Consider the task facing those first Christian emissaries. They came into a land thoroughly and completely dominated by Confucianism, Taoism and Buddhism. They came speaking Syriac, an ancient language of the Middle East related to the Aramaic that Jesus would have spoken. They came as barbarians who still used silver and copper coinage, having no concept of paper or paper money. And yet the emperor of China, ruler over an empire far advanced over these foreigners, received and sympathetically heard the ones who "came from the land where the Lord was born."

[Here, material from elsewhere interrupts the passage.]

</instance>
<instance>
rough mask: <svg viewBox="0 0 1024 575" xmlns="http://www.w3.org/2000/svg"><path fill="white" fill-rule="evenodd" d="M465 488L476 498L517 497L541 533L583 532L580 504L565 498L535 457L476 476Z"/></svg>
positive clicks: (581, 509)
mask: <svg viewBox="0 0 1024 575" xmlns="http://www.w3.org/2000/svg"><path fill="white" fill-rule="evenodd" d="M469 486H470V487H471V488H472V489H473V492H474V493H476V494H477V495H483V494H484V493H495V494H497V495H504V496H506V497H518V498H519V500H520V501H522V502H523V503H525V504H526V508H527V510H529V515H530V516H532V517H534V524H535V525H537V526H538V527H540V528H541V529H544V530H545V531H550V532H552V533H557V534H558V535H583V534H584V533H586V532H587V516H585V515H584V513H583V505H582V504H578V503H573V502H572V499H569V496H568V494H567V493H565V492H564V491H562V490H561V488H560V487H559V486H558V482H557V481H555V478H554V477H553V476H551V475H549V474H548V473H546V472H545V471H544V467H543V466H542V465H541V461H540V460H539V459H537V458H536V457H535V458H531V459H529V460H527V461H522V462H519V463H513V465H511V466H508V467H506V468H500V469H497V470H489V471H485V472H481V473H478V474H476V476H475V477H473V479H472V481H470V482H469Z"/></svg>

The Nestorian Monument, as it is known, is carved with 1,900 Chinese characters and the names of 70 monks written in Syriac. Atop the monument is a cross floating above clouds and a lotus flower, both Chinese religious symbols. The monument interprets Jesus in the understanding and mentality of the Chinese:

Our Trinity became incarnate:

The Illustrious Honored-One, Messiah,

Hid away his true majesty,

And came into the world as a man,

An angel proclaimed the joy,

A virgin bore a Sage in Syria.

He hung a brilliant sun

Which scattered the regions of darkness.

Here, Jesus is described to appeal to the Chinese. The virgin bore a Sage. For 300 years these hardy Christians planted seeds deep in Chinese soil. But not deep enough, because in a time of persecution the Chinese church, at least in its visible form, disappeared. The Nestorian Stone was buried and forgotten for 800 years, to be unearthed by Chinese gravediggers in the 1600s.

In every age, the church has the joyful and sometimes arduous privilege of proclaiming the birth of the Savior of the world. Jesus, the Illustrious One, a Sage born in Syria...the words and concepts may vary slightly from Luke 2, but the story is equally amazing. An incarnate Savior is born who scatters the regions of darkness.